With the automated system proving cost-effective – Sambrooke says at the high end it costs around $150 to cover a game, versus the thousands of dollars to send a film crew to site for a day – the goal is not just to be cost neutral, but to be a revenue generator for clubs.

Currently CelloSport has a range of sports covered, including some rugby league, ‘the first little run’ of rugby union, plenty of football and some futsal. 

But the technology is also offering plenty of chance for less covered sports to gain some time in the sun. 

One of the more unusual? Medieval fighting. Cello Sport covered some medieval fighting in January and will cover the trans-Tasman competition in August. 

While AI isn’t available for medieval fighting, and a range of other lesser covered sports, Sambrooke says there are still options for covering lesser known activities using a fixed frame recording.

Women’s sport too, is garnering greater coverage through CelloSport’s offering. 

He cites the example of a Wellington football club which streamed the men’s game the first week, and got good feedback.
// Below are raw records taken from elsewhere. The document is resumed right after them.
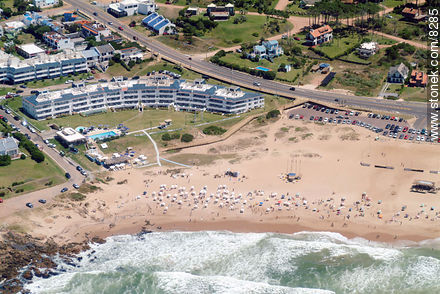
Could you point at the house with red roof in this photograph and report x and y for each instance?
(320, 35)
(418, 79)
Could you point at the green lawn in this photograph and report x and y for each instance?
(57, 81)
(26, 38)
(197, 45)
(35, 176)
(227, 32)
(236, 59)
(393, 3)
(78, 158)
(414, 94)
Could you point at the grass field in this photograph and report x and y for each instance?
(338, 45)
(227, 32)
(57, 81)
(78, 158)
(35, 176)
(26, 38)
(393, 3)
(144, 68)
(236, 59)
(197, 45)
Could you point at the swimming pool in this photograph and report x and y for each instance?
(103, 135)
(263, 68)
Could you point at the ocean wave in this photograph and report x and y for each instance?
(176, 262)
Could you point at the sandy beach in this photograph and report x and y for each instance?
(335, 193)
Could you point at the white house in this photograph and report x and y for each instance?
(9, 146)
(131, 7)
(368, 49)
(398, 74)
(320, 35)
(45, 3)
(159, 24)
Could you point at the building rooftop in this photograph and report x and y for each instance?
(104, 49)
(143, 83)
(70, 135)
(8, 144)
(369, 46)
(31, 49)
(321, 31)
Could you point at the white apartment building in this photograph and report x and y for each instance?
(14, 71)
(131, 7)
(183, 95)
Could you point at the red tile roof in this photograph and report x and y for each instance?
(321, 31)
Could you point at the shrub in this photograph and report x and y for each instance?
(187, 138)
(272, 114)
(213, 130)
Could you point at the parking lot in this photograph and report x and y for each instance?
(385, 125)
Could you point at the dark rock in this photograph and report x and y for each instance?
(28, 275)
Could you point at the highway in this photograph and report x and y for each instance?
(247, 81)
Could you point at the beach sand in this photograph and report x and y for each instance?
(328, 197)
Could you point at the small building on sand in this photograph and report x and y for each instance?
(69, 136)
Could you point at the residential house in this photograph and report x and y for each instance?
(131, 53)
(418, 79)
(45, 3)
(260, 51)
(31, 18)
(29, 50)
(96, 30)
(69, 16)
(159, 24)
(13, 26)
(9, 146)
(220, 13)
(413, 14)
(368, 49)
(268, 50)
(14, 70)
(131, 7)
(92, 57)
(320, 35)
(398, 74)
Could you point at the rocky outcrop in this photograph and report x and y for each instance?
(22, 257)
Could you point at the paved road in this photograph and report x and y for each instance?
(9, 207)
(246, 80)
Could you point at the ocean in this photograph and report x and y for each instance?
(254, 263)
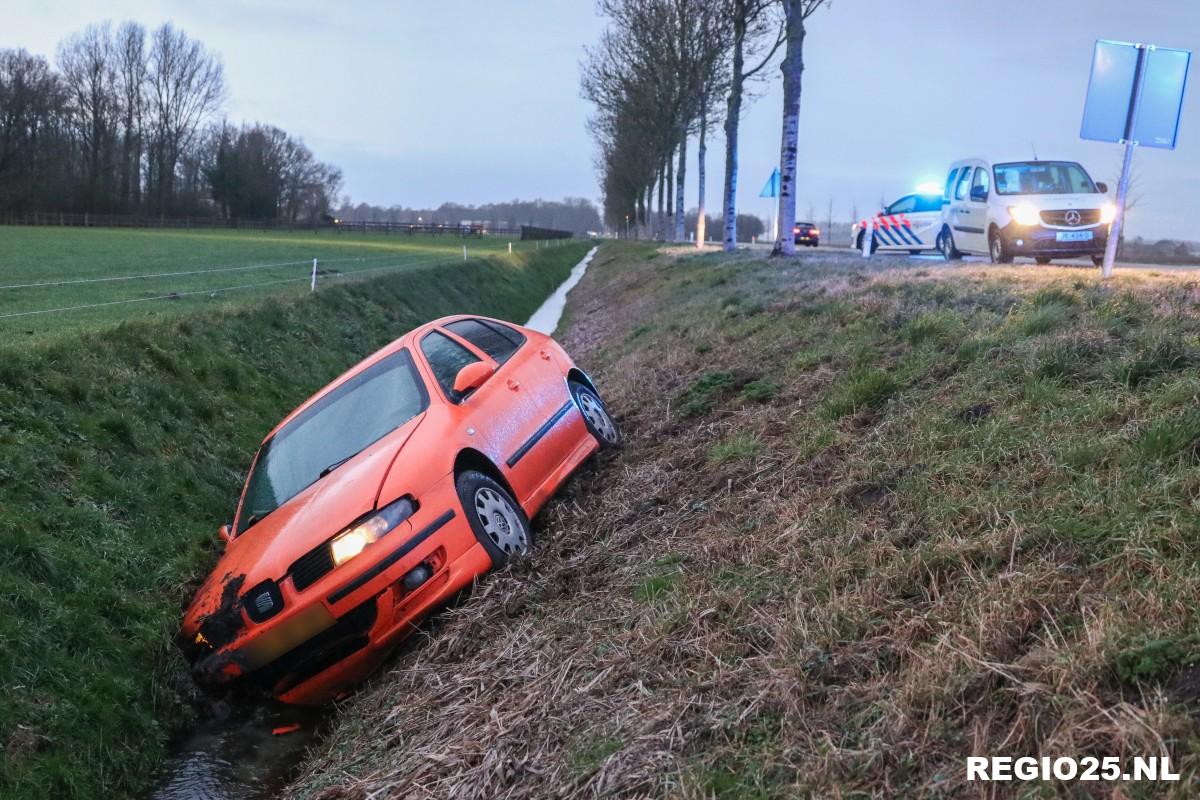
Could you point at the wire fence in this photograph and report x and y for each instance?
(316, 271)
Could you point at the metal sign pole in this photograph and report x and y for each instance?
(1110, 250)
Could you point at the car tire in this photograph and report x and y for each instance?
(946, 246)
(595, 415)
(496, 518)
(997, 248)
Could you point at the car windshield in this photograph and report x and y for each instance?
(1043, 178)
(330, 432)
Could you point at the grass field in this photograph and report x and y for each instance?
(120, 453)
(89, 259)
(870, 518)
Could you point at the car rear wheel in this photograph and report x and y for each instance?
(595, 415)
(946, 246)
(999, 248)
(496, 518)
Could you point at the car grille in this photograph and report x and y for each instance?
(1086, 217)
(310, 567)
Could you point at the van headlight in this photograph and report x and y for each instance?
(354, 540)
(1025, 214)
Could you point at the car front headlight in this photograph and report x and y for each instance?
(1025, 214)
(354, 540)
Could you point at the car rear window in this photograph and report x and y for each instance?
(497, 341)
(343, 422)
(447, 358)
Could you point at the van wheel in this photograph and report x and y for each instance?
(875, 242)
(946, 246)
(999, 248)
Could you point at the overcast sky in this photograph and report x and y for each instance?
(478, 100)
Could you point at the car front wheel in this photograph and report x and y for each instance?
(999, 248)
(946, 246)
(595, 415)
(496, 518)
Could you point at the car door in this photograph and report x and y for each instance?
(967, 218)
(543, 382)
(925, 221)
(498, 414)
(893, 233)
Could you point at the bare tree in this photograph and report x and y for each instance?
(796, 12)
(89, 74)
(186, 85)
(131, 79)
(756, 34)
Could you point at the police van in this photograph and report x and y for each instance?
(1037, 209)
(911, 224)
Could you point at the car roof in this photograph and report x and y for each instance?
(406, 341)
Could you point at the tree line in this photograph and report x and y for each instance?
(129, 121)
(577, 215)
(666, 71)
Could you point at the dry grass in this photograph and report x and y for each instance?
(988, 558)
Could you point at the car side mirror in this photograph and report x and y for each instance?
(472, 377)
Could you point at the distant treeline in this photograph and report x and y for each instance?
(126, 121)
(577, 215)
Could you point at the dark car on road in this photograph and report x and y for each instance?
(807, 233)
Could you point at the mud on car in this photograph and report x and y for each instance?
(381, 497)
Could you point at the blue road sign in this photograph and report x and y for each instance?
(771, 188)
(1135, 92)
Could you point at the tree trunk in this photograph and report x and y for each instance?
(792, 67)
(679, 222)
(658, 217)
(702, 149)
(669, 220)
(733, 110)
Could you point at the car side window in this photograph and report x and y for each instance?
(960, 191)
(447, 358)
(497, 341)
(904, 205)
(982, 184)
(949, 182)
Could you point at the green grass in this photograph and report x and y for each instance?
(90, 256)
(120, 453)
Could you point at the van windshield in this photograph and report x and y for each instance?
(330, 432)
(1043, 178)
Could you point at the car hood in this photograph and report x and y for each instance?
(322, 510)
(1055, 202)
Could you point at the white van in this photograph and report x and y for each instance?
(1037, 209)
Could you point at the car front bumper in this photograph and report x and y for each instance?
(1038, 240)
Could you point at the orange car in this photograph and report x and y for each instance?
(384, 494)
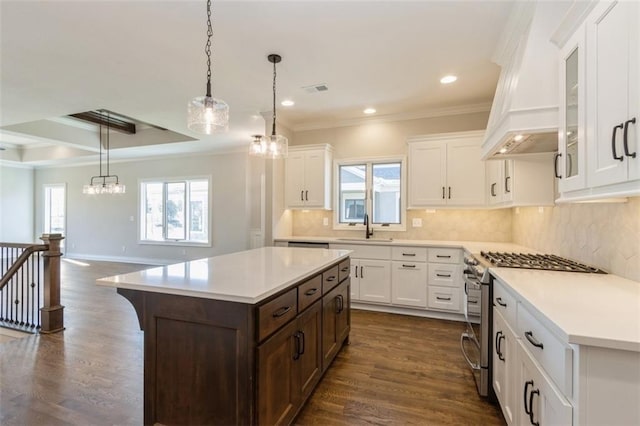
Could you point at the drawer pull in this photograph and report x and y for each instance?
(528, 383)
(311, 292)
(280, 312)
(499, 338)
(537, 391)
(340, 304)
(533, 340)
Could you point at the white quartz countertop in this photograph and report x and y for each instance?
(583, 309)
(246, 277)
(470, 246)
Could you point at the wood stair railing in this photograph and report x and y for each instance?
(30, 285)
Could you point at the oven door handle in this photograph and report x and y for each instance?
(463, 337)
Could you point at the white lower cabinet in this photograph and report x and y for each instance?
(375, 281)
(504, 366)
(541, 402)
(409, 284)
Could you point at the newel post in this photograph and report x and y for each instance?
(51, 314)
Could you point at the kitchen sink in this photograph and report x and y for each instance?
(363, 239)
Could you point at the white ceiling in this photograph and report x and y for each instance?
(145, 59)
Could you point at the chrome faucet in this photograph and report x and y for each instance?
(368, 231)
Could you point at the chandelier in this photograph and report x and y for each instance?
(205, 114)
(273, 146)
(104, 183)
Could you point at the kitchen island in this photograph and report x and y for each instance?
(242, 338)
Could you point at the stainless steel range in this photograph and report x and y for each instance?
(475, 341)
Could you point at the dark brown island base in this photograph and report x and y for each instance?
(222, 362)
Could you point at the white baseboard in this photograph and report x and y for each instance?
(139, 260)
(407, 311)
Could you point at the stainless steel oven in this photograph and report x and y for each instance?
(475, 341)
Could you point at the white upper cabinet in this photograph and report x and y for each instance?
(308, 177)
(445, 169)
(612, 61)
(600, 101)
(523, 181)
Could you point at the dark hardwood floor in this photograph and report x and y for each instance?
(397, 369)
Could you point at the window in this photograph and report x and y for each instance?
(175, 211)
(383, 181)
(55, 209)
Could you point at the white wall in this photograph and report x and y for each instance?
(16, 204)
(101, 227)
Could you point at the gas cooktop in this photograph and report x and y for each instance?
(543, 262)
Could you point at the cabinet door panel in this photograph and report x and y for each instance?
(294, 184)
(314, 179)
(375, 281)
(309, 365)
(465, 174)
(427, 179)
(277, 393)
(409, 284)
(608, 34)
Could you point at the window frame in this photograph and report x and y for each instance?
(46, 211)
(369, 162)
(187, 215)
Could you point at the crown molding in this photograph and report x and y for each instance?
(414, 115)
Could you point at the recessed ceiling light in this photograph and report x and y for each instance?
(448, 79)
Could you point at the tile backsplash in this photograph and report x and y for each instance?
(599, 234)
(606, 235)
(454, 225)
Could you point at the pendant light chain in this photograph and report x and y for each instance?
(208, 47)
(273, 126)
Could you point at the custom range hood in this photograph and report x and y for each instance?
(524, 115)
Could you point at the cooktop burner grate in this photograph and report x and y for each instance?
(545, 262)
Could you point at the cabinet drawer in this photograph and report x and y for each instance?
(362, 251)
(309, 292)
(504, 303)
(272, 315)
(330, 279)
(553, 355)
(344, 269)
(411, 254)
(474, 302)
(445, 274)
(442, 255)
(444, 298)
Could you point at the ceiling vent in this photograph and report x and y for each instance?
(315, 88)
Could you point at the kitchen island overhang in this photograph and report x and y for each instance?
(242, 338)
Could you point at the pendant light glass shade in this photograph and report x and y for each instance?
(207, 115)
(273, 146)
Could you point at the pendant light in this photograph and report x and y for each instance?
(206, 114)
(273, 146)
(104, 183)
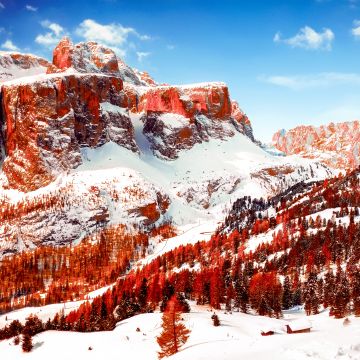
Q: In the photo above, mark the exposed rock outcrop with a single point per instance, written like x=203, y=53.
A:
x=14, y=65
x=47, y=122
x=85, y=57
x=336, y=145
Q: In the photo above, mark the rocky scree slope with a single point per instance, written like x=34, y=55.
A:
x=336, y=145
x=88, y=121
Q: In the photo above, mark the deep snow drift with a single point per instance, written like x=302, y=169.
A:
x=238, y=337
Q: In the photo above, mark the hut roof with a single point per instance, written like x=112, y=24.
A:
x=300, y=324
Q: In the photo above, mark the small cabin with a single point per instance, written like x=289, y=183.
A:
x=298, y=326
x=267, y=332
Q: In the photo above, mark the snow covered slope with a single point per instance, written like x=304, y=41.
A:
x=70, y=138
x=337, y=145
x=15, y=65
x=238, y=337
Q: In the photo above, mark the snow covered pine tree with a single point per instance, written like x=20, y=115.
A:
x=174, y=333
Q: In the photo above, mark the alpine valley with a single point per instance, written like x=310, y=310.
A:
x=122, y=198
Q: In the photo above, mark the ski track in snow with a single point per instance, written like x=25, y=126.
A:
x=238, y=337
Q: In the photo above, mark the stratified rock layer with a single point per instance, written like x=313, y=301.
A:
x=336, y=145
x=47, y=122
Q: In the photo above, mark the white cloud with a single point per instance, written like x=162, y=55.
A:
x=300, y=82
x=9, y=45
x=308, y=38
x=113, y=35
x=52, y=37
x=141, y=55
x=31, y=8
x=356, y=29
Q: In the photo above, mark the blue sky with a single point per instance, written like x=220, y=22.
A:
x=286, y=62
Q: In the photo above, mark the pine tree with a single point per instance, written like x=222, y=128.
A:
x=216, y=320
x=342, y=295
x=27, y=342
x=287, y=299
x=174, y=333
x=310, y=293
x=329, y=289
x=242, y=294
x=355, y=292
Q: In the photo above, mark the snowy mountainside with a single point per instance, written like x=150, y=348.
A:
x=238, y=336
x=188, y=147
x=336, y=145
x=15, y=65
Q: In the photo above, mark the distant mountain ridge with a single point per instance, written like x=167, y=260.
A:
x=89, y=142
x=336, y=145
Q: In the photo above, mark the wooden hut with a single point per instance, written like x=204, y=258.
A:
x=298, y=326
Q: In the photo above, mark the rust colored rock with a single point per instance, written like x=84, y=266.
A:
x=15, y=65
x=84, y=57
x=336, y=145
x=49, y=120
x=241, y=120
x=210, y=99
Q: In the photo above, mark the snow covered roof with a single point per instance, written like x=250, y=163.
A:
x=300, y=324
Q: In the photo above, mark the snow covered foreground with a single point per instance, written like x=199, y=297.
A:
x=238, y=337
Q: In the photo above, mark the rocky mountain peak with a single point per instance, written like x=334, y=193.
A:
x=84, y=57
x=335, y=144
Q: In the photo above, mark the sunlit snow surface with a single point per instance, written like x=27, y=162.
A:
x=238, y=337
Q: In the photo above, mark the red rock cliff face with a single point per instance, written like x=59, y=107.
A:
x=177, y=117
x=15, y=65
x=336, y=145
x=49, y=120
x=84, y=57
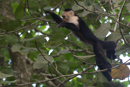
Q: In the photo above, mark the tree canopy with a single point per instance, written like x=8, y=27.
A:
x=33, y=50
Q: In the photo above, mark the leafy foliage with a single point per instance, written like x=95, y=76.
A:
x=25, y=35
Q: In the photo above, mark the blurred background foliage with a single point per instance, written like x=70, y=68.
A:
x=33, y=49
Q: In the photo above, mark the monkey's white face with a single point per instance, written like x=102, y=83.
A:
x=69, y=16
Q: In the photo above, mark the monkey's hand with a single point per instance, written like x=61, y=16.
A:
x=48, y=12
x=62, y=24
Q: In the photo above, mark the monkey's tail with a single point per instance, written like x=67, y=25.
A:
x=110, y=47
x=105, y=73
x=101, y=60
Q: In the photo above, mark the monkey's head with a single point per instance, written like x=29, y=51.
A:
x=67, y=13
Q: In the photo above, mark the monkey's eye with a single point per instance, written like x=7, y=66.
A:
x=63, y=16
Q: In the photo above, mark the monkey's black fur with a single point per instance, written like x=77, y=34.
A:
x=85, y=34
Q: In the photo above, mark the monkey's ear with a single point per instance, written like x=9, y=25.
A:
x=72, y=13
x=47, y=11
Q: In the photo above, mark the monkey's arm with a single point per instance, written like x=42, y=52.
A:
x=105, y=73
x=55, y=17
x=69, y=26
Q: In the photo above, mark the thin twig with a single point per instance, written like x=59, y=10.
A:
x=47, y=59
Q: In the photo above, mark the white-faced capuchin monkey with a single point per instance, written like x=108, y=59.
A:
x=80, y=29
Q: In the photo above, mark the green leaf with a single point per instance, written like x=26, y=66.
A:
x=114, y=36
x=112, y=84
x=54, y=28
x=100, y=77
x=10, y=38
x=41, y=62
x=117, y=1
x=65, y=51
x=16, y=47
x=123, y=49
x=77, y=7
x=26, y=50
x=55, y=40
x=103, y=30
x=85, y=57
x=128, y=6
x=37, y=38
x=11, y=25
x=19, y=12
x=83, y=80
x=62, y=67
x=7, y=82
x=2, y=75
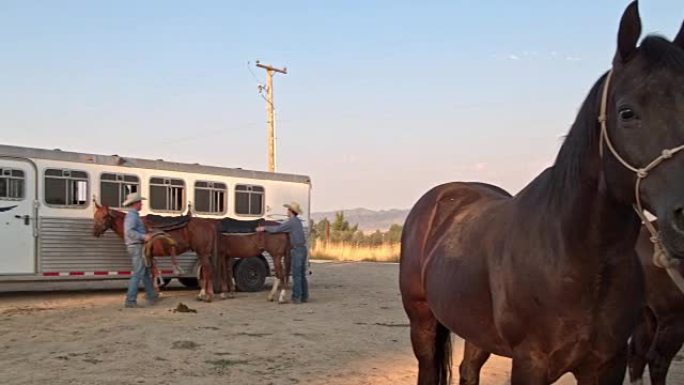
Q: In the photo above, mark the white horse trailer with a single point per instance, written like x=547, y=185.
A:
x=46, y=210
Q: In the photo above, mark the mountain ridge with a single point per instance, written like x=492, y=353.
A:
x=366, y=219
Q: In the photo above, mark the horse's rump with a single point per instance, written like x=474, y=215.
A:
x=164, y=223
x=230, y=225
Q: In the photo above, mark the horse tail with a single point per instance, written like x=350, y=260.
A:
x=442, y=359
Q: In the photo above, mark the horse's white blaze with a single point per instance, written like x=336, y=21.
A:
x=274, y=289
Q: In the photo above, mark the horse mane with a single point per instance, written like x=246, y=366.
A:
x=661, y=53
x=580, y=145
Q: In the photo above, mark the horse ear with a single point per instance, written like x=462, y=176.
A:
x=628, y=36
x=679, y=40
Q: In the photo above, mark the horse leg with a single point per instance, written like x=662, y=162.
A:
x=610, y=373
x=177, y=270
x=208, y=279
x=639, y=345
x=528, y=371
x=277, y=266
x=284, y=276
x=667, y=342
x=206, y=284
x=431, y=343
x=156, y=277
x=227, y=284
x=473, y=359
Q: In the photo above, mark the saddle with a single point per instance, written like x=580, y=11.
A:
x=230, y=225
x=164, y=223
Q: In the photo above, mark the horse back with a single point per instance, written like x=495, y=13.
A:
x=431, y=219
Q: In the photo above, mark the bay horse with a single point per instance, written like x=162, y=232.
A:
x=198, y=235
x=550, y=277
x=658, y=338
x=249, y=244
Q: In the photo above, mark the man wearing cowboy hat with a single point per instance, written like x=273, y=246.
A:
x=135, y=235
x=293, y=227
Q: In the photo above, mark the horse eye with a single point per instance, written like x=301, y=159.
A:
x=627, y=114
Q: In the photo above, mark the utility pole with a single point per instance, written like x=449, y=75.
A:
x=269, y=111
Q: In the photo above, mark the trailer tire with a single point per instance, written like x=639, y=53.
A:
x=189, y=282
x=250, y=274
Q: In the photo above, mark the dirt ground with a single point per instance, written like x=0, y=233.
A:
x=353, y=331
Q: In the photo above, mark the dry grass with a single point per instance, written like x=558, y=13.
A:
x=351, y=252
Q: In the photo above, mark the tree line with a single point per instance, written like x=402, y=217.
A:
x=340, y=231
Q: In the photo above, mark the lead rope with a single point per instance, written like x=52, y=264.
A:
x=661, y=258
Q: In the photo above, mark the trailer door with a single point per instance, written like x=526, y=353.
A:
x=18, y=217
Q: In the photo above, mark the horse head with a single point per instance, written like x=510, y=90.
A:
x=642, y=128
x=102, y=220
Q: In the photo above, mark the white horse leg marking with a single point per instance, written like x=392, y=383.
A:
x=271, y=295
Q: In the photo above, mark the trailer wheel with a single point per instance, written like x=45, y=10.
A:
x=250, y=274
x=189, y=282
x=165, y=282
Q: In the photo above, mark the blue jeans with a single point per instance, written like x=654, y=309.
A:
x=139, y=272
x=300, y=287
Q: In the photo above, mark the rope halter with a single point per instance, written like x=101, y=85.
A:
x=661, y=258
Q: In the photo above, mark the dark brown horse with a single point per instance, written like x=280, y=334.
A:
x=550, y=277
x=251, y=244
x=660, y=335
x=198, y=235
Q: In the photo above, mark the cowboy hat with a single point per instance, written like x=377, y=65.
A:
x=132, y=198
x=294, y=206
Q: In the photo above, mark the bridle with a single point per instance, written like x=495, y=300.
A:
x=661, y=257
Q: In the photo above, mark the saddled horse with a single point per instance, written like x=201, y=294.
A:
x=550, y=277
x=239, y=239
x=190, y=234
x=660, y=335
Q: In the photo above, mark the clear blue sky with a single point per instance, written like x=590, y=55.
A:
x=383, y=99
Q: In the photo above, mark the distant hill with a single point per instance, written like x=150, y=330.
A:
x=368, y=220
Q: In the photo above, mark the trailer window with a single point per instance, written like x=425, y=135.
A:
x=11, y=184
x=210, y=197
x=249, y=200
x=115, y=187
x=167, y=194
x=66, y=188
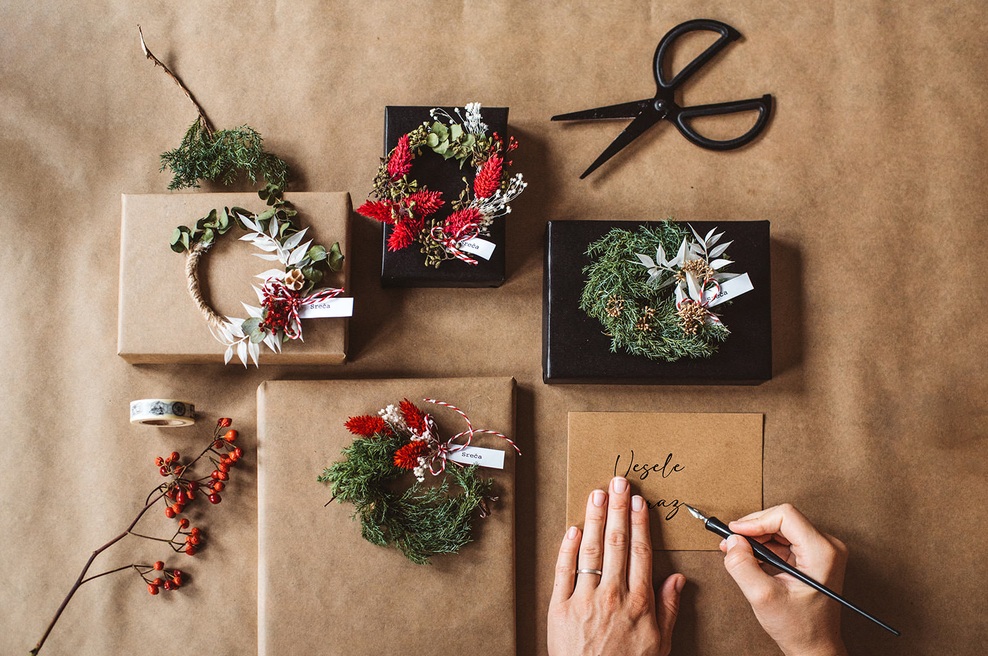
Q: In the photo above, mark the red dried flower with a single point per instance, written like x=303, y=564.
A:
x=366, y=425
x=404, y=234
x=407, y=457
x=414, y=417
x=400, y=162
x=488, y=178
x=424, y=203
x=460, y=220
x=382, y=210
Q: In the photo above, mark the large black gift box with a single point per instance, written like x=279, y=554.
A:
x=406, y=268
x=576, y=350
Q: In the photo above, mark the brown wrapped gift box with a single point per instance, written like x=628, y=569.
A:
x=158, y=321
x=323, y=589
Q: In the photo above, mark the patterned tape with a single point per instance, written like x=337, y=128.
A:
x=162, y=412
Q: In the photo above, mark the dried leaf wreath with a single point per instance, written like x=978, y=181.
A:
x=420, y=520
x=660, y=308
x=284, y=292
x=410, y=207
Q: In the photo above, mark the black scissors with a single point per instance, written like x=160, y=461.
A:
x=647, y=113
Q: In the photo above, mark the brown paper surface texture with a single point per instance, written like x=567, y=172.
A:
x=712, y=462
x=159, y=323
x=323, y=589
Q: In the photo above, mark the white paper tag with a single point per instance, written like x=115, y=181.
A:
x=729, y=290
x=475, y=455
x=331, y=307
x=477, y=246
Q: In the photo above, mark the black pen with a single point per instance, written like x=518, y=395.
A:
x=766, y=555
The following week, while the men were playing away, CelloSport streamed the women’s first team with the masters playing as the curtain raiser. They had even more social impact, with more likes and comments than was received for the ‘elite’ game, something Sambrooke attributes to it being new and different to see the womens and masters playing. 

“It’s something we are quite passionate about – creating content for teams that have never thad the opportunity to get it,” he says.

“Our ambition really is to be that home of community sport in New Zealand but also to support them with a product that is going to generate revenue for local clubs.

“Sky and Spark Sport really focus on the top one percent of what gets broadcast and the the reason for that is the cost of broadcast and sending crews. What we’re trying to focus on is the 99% of games that don’t get streamed and trying to enable clubs from a sponsorship revenue point of view and from a player development perspective,” Sambrooke says.

“Locally the focus hasn’t previously been community sport with live content here. In this part of the world this is really the growth phase of it.”